Sometimes fusion surgery is needed to correct scoliosis (curvature of the spine) in adolescents. The goals are to correct deformity and balance the curves of the spine. Another goal is to derotate the segments that have gotten twisted around. The surgeon tries to do all this with the least number of vertebrae fused together as possible. Motion is preserved above and below the fusion sites.

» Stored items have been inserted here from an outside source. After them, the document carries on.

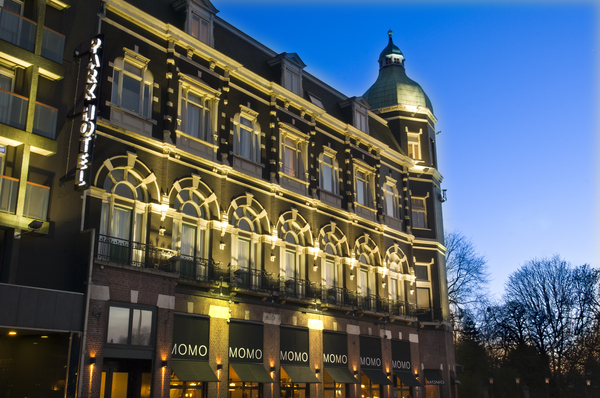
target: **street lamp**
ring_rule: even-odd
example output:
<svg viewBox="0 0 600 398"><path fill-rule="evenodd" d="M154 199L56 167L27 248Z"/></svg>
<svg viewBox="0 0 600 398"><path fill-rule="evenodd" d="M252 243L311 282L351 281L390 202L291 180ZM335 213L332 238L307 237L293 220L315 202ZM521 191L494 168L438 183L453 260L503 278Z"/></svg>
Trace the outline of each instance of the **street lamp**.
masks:
<svg viewBox="0 0 600 398"><path fill-rule="evenodd" d="M589 396L590 396L590 384L592 384L592 381L588 379L588 380L585 381L585 384L586 384L585 396L586 396L586 398L589 398Z"/></svg>
<svg viewBox="0 0 600 398"><path fill-rule="evenodd" d="M515 383L517 383L517 398L519 398L520 394L519 394L519 383L521 382L521 379L519 379L518 377L515 377Z"/></svg>
<svg viewBox="0 0 600 398"><path fill-rule="evenodd" d="M490 397L494 398L494 378L490 377Z"/></svg>
<svg viewBox="0 0 600 398"><path fill-rule="evenodd" d="M550 384L550 378L546 377L544 381L546 382L546 398L550 398L550 391L548 389L548 385Z"/></svg>

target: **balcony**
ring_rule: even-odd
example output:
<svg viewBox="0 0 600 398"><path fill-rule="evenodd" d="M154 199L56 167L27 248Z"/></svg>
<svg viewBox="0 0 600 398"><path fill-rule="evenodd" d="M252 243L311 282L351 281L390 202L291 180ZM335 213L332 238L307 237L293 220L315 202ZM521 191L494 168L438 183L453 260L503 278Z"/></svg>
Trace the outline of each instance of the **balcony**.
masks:
<svg viewBox="0 0 600 398"><path fill-rule="evenodd" d="M98 235L96 260L121 266L177 272L177 252L140 242Z"/></svg>
<svg viewBox="0 0 600 398"><path fill-rule="evenodd" d="M44 26L42 57L62 64L64 48L65 36Z"/></svg>
<svg viewBox="0 0 600 398"><path fill-rule="evenodd" d="M15 214L19 180L0 176L0 212Z"/></svg>
<svg viewBox="0 0 600 398"><path fill-rule="evenodd" d="M415 304L407 301L390 300L390 318L400 320L414 320L416 318Z"/></svg>
<svg viewBox="0 0 600 398"><path fill-rule="evenodd" d="M25 130L28 102L27 97L0 89L0 123Z"/></svg>
<svg viewBox="0 0 600 398"><path fill-rule="evenodd" d="M58 109L40 102L35 103L35 115L33 118L33 132L42 137L56 139L56 120Z"/></svg>
<svg viewBox="0 0 600 398"><path fill-rule="evenodd" d="M49 200L50 187L27 181L23 215L25 217L35 218L36 220L46 220L46 217L48 216Z"/></svg>
<svg viewBox="0 0 600 398"><path fill-rule="evenodd" d="M0 7L0 39L33 52L35 30L35 22Z"/></svg>
<svg viewBox="0 0 600 398"><path fill-rule="evenodd" d="M312 303L320 298L321 285L305 279L282 276L279 278L279 302Z"/></svg>
<svg viewBox="0 0 600 398"><path fill-rule="evenodd" d="M229 271L230 292L269 297L278 289L277 278L269 272L247 268L232 268Z"/></svg>
<svg viewBox="0 0 600 398"><path fill-rule="evenodd" d="M350 309L356 306L356 294L353 291L336 286L322 286L321 308Z"/></svg>
<svg viewBox="0 0 600 398"><path fill-rule="evenodd" d="M206 258L181 255L179 276L181 279L214 285L221 279L223 272L219 264Z"/></svg>
<svg viewBox="0 0 600 398"><path fill-rule="evenodd" d="M360 312L371 315L383 315L390 313L390 305L387 298L375 294L358 293L358 309Z"/></svg>

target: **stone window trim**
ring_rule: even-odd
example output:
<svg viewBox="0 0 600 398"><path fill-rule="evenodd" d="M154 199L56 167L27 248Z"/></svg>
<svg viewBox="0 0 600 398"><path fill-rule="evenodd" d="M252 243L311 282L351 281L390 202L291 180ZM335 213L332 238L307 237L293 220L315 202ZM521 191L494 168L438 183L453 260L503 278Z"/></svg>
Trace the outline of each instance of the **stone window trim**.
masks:
<svg viewBox="0 0 600 398"><path fill-rule="evenodd" d="M396 181L395 179L386 176L385 177L385 183L383 184L383 188L382 188L382 196L383 196L383 210L384 210L384 214L388 217L392 217L395 218L397 220L401 220L402 217L402 213L401 213L401 196L398 193L398 181ZM389 189L388 189L389 188ZM392 203L388 203L388 200L390 200L390 196L391 195L391 200ZM391 214L390 214L390 210L391 210Z"/></svg>
<svg viewBox="0 0 600 398"><path fill-rule="evenodd" d="M354 204L372 211L375 210L375 168L354 159ZM359 191L363 189L363 191ZM359 195L362 195L359 197Z"/></svg>
<svg viewBox="0 0 600 398"><path fill-rule="evenodd" d="M411 289L414 289L414 290L417 290L419 288L420 289L428 289L429 290L429 306L423 306L422 304L420 304L417 301L417 307L418 308L432 308L432 306L433 306L433 299L434 299L434 297L433 297L434 293L433 293L433 290L432 290L432 285L433 285L433 282L432 282L432 277L433 277L433 275L432 275L432 268L433 268L433 265L435 264L435 261L432 258L429 263L419 262L419 261L416 261L416 260L414 261L414 263L415 263L415 267L416 266L427 267L427 276L429 278L429 280L425 281L425 280L422 280L422 279L416 279L416 277L415 277L414 282L412 282L410 284Z"/></svg>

Previous studies have helped surgeons identify which patients can benefit from a selective thoracic fusion. This procedure is for the child who has two curves: one in the thoracic spine and one in the lumbar spine. Only the thoracic curve is fused. The lumbar curve often corrects itself after the thoracic segment is fused.
The question posed in this study by surgeons at Duke University was: does it matter what kind of fusion is done? Are patients more likely to experience spontaneous lumbar curve correction with an anterior or with a posterior fusion?
Two groups of patients were compared. One group had an anterior fusion with instrumentation (hooks, wires, screws). The second group had a posterior fusion with similar instrumentation methods. Patients in both groups were matched as carefully as possible. For example, they were the same ages and having surgery at the same thoracic levels.
X-rays were used to measure before and after results. The authors report no significant difference in spontaneous lumbar correction after anterior or posterior fusion. The main determining factor was the lowest instrumented vertebra(LIV). The greatest amount of spontaneous correction of the lumbar curve occurred in patients with the lowest instrumented vertebra.
Analysis of the results also showed two other important factors. First, the more flexible the lumbar curve is before thoracic fusion, the more likely the lumbar curve will spontaneously correct itself. And second, the amount of correction that can be achieved in the thoracic spine makes a difference. The more the thoracic curve can be safely corrected, the more spontaneous correction occurs in the lumbar spine.
This study does not answer the question: how far down should the spine be fused? At what point does the thoracic fusion prevent correction of the lumbar curve? Future studies are needed to add this piece of information to the puzzle.